Milyonlarca Kürdü katledebilir mi Erdoğan? Ne olacak peki Kürtler bir gece yatıp sabah Kürt kökenli Türk olduklarını mı düşünecekler? Kandil’i Kandil yapan başta Mehmet Karasungur olmak üzere şehitlerini unutacaklar mı? Her gün mezarlarını kaybettikleri fakat hiçbir Kürdün kalbinden silemedikleri Şeyh Sait ve Seyit Rıza’ya layık torunlar olmak için mezarsız kalmayı kabul edip her koşulda son saniyeye kadar direnen gençlerini unutacak mı bu toplum? Yeni yüzyılı da başı eğik mi geçirecek geçen iki yüz yıl agibi? Kürtler SİHA, İHA, Bayraktar, F16’lar sayesinde “Ne Mutlu Türk’üm diyene” diye mi haykıracak? Herkes bir yana tek başına faşist devletin göz göre göre katlettiği oğulları için direnen Emine Şenyaşar anayı ikna mı edecek Erdoğan?
Önder APO’nun sonsuz emekle attığı tohumlar bitmeyen mücadele ile büyütülen fidanlar kuruyacak mı sanıyor Erdoğan?
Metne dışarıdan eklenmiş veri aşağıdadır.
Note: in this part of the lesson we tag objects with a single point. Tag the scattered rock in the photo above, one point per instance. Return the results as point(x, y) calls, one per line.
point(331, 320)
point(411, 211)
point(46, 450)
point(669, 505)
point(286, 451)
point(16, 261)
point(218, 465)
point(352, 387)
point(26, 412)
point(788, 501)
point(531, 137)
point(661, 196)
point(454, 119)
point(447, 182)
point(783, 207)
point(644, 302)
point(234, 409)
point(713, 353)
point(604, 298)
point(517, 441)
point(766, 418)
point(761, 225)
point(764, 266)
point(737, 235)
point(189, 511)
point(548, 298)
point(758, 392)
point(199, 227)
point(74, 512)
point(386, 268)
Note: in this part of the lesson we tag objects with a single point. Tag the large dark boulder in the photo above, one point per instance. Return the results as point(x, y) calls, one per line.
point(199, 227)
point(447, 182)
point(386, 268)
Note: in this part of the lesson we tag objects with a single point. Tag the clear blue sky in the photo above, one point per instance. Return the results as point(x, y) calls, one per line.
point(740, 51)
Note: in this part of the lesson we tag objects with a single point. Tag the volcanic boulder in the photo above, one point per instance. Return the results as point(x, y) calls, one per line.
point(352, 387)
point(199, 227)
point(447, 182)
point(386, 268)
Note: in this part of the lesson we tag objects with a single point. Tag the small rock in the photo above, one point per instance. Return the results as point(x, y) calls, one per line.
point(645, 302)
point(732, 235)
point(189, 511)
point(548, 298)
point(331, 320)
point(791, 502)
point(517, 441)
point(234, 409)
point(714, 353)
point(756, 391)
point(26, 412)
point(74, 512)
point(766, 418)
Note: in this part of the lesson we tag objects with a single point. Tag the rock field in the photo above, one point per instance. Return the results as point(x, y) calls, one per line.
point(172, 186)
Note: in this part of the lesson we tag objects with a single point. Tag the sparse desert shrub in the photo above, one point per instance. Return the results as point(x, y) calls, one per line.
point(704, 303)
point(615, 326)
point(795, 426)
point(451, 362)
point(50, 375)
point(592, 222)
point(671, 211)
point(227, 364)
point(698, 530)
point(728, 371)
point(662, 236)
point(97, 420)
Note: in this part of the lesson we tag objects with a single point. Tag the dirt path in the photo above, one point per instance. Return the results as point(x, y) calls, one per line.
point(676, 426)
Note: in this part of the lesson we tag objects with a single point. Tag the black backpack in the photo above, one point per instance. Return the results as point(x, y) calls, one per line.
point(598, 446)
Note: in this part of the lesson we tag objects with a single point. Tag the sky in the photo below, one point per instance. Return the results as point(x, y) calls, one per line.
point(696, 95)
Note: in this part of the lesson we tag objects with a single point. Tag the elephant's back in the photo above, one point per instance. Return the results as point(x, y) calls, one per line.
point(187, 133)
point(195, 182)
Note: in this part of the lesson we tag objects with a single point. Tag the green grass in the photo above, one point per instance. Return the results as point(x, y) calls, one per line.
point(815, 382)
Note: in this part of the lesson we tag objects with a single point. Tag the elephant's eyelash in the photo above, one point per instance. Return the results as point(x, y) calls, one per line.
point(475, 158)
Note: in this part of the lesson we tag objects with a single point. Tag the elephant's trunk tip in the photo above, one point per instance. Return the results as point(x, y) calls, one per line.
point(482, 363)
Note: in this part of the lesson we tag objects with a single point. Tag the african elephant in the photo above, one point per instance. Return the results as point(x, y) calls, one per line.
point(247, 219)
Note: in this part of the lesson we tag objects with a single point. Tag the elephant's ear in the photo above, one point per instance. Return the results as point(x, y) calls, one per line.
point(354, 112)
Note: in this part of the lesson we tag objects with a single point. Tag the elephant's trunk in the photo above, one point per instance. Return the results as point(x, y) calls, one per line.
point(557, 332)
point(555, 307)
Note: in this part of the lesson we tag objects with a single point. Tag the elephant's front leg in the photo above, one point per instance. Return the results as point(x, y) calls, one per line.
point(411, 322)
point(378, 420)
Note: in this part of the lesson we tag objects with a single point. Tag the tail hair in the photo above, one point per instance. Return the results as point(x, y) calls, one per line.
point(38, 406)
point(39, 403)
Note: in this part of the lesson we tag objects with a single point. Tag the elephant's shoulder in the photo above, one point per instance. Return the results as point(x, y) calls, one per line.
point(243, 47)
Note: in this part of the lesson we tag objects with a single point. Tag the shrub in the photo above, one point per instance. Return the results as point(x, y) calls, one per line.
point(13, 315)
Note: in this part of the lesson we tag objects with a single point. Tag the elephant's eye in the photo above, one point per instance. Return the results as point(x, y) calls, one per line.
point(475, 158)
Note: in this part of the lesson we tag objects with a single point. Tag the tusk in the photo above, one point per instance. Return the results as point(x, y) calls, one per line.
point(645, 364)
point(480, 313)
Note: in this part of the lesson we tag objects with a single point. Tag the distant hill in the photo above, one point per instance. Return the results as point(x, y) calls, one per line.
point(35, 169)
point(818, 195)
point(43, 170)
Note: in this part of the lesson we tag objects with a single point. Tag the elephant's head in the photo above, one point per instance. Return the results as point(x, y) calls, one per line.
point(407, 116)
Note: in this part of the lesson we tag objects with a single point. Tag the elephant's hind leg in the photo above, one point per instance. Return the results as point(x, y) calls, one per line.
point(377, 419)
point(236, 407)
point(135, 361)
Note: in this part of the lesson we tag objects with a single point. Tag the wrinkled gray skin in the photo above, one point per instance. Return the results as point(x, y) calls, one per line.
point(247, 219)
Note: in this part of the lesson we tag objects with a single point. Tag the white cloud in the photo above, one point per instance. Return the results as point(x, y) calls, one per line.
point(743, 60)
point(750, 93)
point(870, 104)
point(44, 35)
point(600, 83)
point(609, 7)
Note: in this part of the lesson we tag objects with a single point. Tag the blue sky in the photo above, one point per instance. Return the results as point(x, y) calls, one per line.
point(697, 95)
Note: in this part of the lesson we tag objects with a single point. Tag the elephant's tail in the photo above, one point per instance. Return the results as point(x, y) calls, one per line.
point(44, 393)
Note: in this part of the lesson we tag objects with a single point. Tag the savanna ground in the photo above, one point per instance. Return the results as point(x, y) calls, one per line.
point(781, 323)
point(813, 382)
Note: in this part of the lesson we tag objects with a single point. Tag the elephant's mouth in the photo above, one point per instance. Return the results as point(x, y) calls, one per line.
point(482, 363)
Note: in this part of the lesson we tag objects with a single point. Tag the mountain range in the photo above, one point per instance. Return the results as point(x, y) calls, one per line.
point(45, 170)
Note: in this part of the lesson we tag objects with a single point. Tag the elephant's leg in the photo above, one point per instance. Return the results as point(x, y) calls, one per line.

Laz Kemal’in Amed zindanında “Biz bu devlete bir kazı çaktık çıkarabiliyorsa çıkarsın” diye ilan ettiği gerçeği bilmiyorsa PKK’yi hiç tanımamış demektir, tıpkı geçen on yıllardaki cumhurbaşkanları, başbakanlar, genelkurmay başkanları ve bilcümle faşist çeteler gibi. Onlar er geç tanıdı, Erdoğan da iktidarı boyunca pek çok kez gördü, bu gerçeği bir kez daha görecek ve iktidarı yerle bir olduğunda PKK’yi çok iyi tanıyacak.